In the seventh grade, a girl in my town became paralyzed from some sort of disorder and then I feared that I would one day wake up and not be able to move.
My sophomore year, a friend of mine told me her dad got in a wreck with another woman who had a seizure while driving on the highway. Aaaaaand guess who was afraid to drive on highways until last year?
The worst part is, I still fear that the same things are going to happen to me! I STILL have fits of fear when I get chest pains or something goes numb.  I also have a problem with searching illnesses on webMD, thinking it would make me feel better, but it always makes me feel MORE like I'm dying.
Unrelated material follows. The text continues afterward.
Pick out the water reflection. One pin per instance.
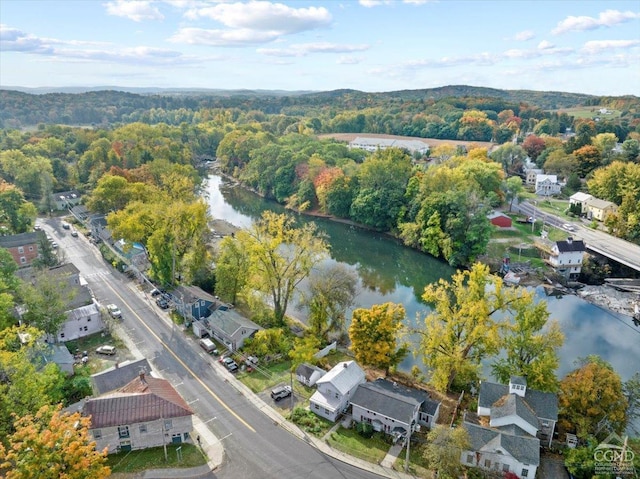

Another thing is that I always know I'm just being anxious, and even if I tell myself "Zoë, you're fine" a million times a minute, I still think I'm dying!
I have to message my sister or best friend usually every time I freak out just to have them tell me, "You're not having a heart attack/stroke" and distract me from my thoughts to get over it.
I'm going to be honest, even typing about these things is giving me anxiety.  I know that my sister has this problem and I think my uncle as well, though I'm not sure how severe.  I wonder if this is something hereditary and it was bound to happen, or if the whole thing was triggered by fainting one morning because I didn't eat breakfast.
If it's not hereditary, I REALLY regret not eating breakfast.
However, there's nothing I can do now except try to freak out less (which I really have improved a lot since the fifth grade).  I hope the other hypochondriacs out there got a laugh out of this because you know you're just as ridiculously obsessed with your health as me and you can't help it.